TR : Moi je sais très bien pourquoi j'ai choisi Hou Hanru. En fait je voulais qu'il soit le tome 2 du projet, et l'inviter sur la Biennale suivante. Il avait fait la 10ème Biennale d'Istanbul, Catherine David (la commissaire qui a quitté brusquement la Biennale de Lyon, NDLR) avait fait la Documenta 10. La coïncidence sur le chiffre m'amusait. Mais ils ne pouvaient pas être deux à faire la 10ème Biennale de Lyon, donc j'avais plutôt choisi, c'est vrai, Catherine David. Mais Hou Hanru était en jeu. Bon, il est finalement là, et pour deux raisons : parce que, d'abord, c'est quelqu'un qui travaille vite, qui est très clair. On ne passe pas dix-sept heures sur les choses, la métaphysique de l'hésitation, ce n'est pas son truc. Tout se règle assez vite, et c'est lié à ses qualités et à sa biographie. Une Biennale ce n'est pas le rêve, c'est des mecs qui bossent, qui bossent, il faut le préciser. Deuxièmement, je l'ai choisi parce que, sur tout ce qu'on a dit quant aux notions d'échanges, de flux, quant à l'idée qu'il y a une nouvelle homogénéité, il est probablement le meilleur aujourd'hui. Il y a des tas de commissaires qui ont à peu près son âge, qui ont des biographies qui sont à peu près semblables, mais c'est le premier mec qui est post-globalisation. La globalisation n'est plus un problème pour lui, c'est juste un nouvel état du monde. L'hybridation n'existe plus, et c'est ça qui est intéressant, c'est qu'il déplace la question sur les liens qu'il y a entre l'art et la société. Dit comme ça, ça semble complètement bateau mais c'est quelque chose qu'on a oublié depuis 50 ans.
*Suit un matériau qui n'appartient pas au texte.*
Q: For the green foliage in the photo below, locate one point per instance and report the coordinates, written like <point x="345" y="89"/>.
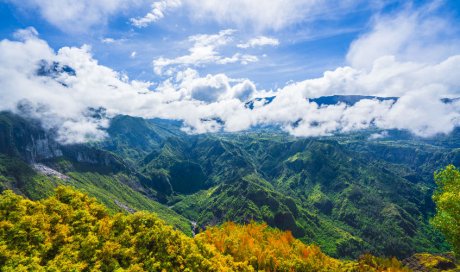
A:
<point x="71" y="232"/>
<point x="447" y="199"/>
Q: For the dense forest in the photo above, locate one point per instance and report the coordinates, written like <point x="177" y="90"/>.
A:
<point x="71" y="231"/>
<point x="341" y="198"/>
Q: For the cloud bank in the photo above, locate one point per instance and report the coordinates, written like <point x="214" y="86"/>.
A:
<point x="75" y="96"/>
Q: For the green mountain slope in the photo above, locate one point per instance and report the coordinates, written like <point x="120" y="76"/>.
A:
<point x="346" y="193"/>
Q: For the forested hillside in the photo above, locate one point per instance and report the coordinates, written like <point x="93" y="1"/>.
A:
<point x="349" y="194"/>
<point x="72" y="232"/>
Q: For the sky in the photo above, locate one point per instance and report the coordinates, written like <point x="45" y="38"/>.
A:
<point x="200" y="61"/>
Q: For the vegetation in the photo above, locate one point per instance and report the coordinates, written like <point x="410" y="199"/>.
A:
<point x="70" y="231"/>
<point x="345" y="193"/>
<point x="447" y="199"/>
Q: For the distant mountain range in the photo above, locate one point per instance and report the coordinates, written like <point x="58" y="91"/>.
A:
<point x="346" y="193"/>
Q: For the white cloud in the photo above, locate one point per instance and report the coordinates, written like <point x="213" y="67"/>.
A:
<point x="409" y="36"/>
<point x="75" y="16"/>
<point x="158" y="12"/>
<point x="66" y="101"/>
<point x="259" y="41"/>
<point x="258" y="15"/>
<point x="26" y="33"/>
<point x="203" y="51"/>
<point x="265" y="15"/>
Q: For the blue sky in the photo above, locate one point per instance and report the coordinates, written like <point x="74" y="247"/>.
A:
<point x="308" y="45"/>
<point x="200" y="61"/>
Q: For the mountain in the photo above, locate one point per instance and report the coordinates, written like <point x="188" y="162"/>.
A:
<point x="348" y="193"/>
<point x="70" y="231"/>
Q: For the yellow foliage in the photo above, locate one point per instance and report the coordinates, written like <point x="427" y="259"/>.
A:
<point x="72" y="232"/>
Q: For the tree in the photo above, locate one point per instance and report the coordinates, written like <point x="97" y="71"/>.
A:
<point x="447" y="200"/>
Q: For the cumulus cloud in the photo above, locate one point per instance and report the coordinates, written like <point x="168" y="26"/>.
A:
<point x="259" y="41"/>
<point x="74" y="95"/>
<point x="203" y="51"/>
<point x="158" y="12"/>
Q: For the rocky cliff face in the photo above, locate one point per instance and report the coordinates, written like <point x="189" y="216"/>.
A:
<point x="26" y="139"/>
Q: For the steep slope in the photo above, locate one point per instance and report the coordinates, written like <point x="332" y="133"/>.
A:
<point x="32" y="163"/>
<point x="71" y="231"/>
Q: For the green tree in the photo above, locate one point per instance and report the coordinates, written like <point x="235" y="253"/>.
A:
<point x="447" y="199"/>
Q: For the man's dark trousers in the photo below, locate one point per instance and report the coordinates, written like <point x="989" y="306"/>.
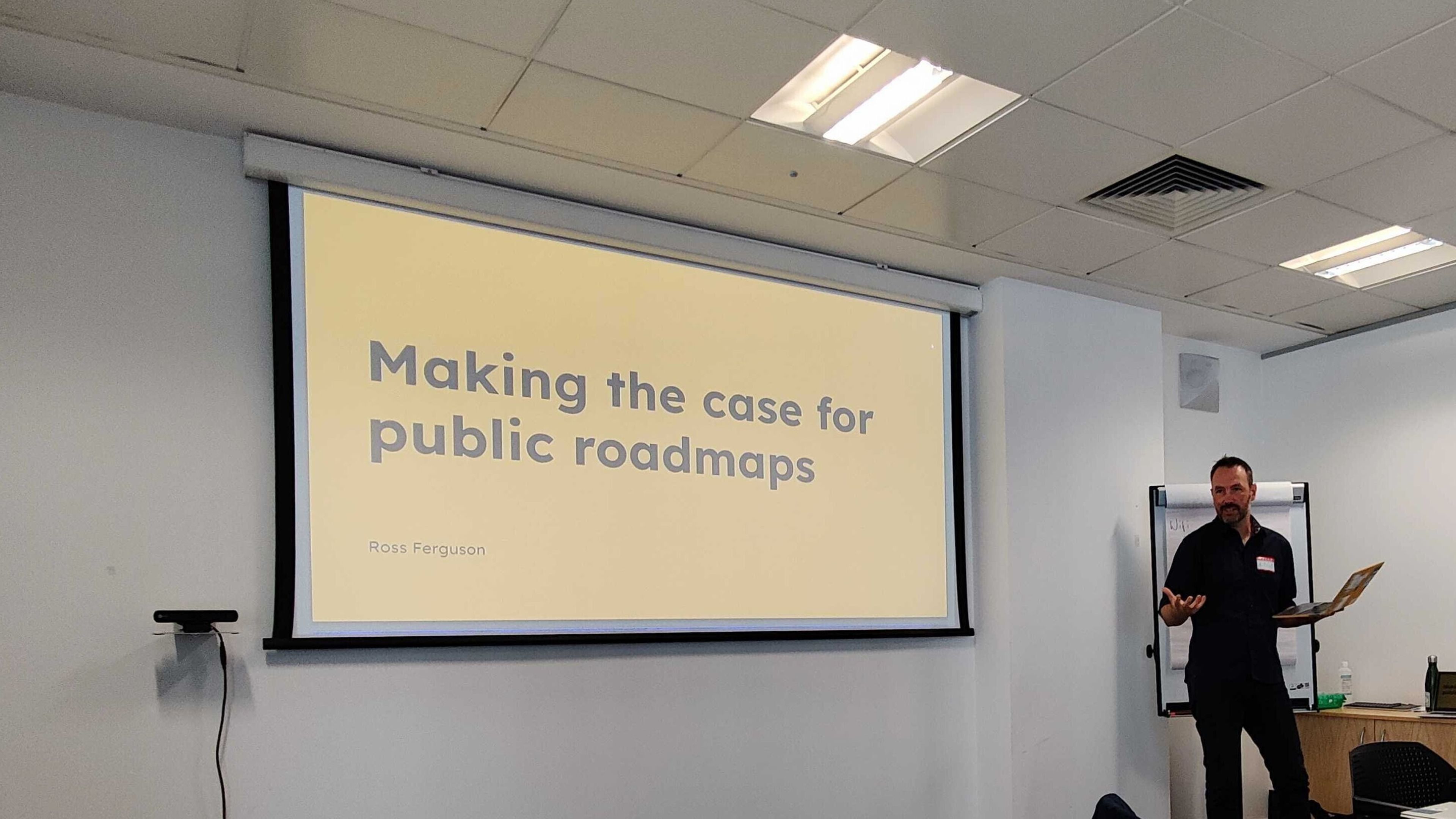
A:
<point x="1224" y="712"/>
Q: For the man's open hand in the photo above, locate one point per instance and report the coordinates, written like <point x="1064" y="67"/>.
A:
<point x="1178" y="610"/>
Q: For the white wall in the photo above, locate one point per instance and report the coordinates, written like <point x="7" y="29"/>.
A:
<point x="1372" y="419"/>
<point x="1193" y="441"/>
<point x="1069" y="426"/>
<point x="136" y="452"/>
<point x="1371" y="423"/>
<point x="136" y="442"/>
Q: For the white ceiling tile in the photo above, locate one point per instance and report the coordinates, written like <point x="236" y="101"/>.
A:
<point x="1416" y="75"/>
<point x="1014" y="44"/>
<point x="1272" y="292"/>
<point x="509" y="25"/>
<point x="1440" y="226"/>
<point x="1317" y="133"/>
<point x="1426" y="290"/>
<point x="1283" y="229"/>
<point x="1066" y="241"/>
<point x="795" y="168"/>
<point x="1049" y="155"/>
<point x="947" y="207"/>
<point x="728" y="56"/>
<point x="838" y="15"/>
<point x="210" y="31"/>
<point x="1180" y="79"/>
<point x="1400" y="188"/>
<point x="1347" y="312"/>
<point x="1331" y="34"/>
<point x="549" y="105"/>
<point x="1175" y="270"/>
<point x="344" y="52"/>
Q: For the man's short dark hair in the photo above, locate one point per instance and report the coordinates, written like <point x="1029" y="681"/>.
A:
<point x="1231" y="461"/>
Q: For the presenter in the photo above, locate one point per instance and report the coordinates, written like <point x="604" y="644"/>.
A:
<point x="1231" y="576"/>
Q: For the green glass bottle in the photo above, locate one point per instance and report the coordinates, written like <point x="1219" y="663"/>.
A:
<point x="1432" y="681"/>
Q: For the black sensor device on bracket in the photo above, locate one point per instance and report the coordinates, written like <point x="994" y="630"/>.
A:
<point x="196" y="621"/>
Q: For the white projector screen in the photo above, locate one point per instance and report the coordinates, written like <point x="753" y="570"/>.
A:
<point x="499" y="436"/>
Aujourd'hui on invente des beaux objets, on s'interroge sur une esthétique, sur une efficacité du marché, pas sur ces nouveaux liens, qu'est-ce qu'un artiste, à quelle homogénéité parle-t-il ? Les recompositions géographiques d'Europe, ça ne veut plus rien dire, de nouvelles communautés se forment, et Hou Hanru est en plein dans tout ça. Il aurait dû être le tome 2, il est le tome 1. C'est bien.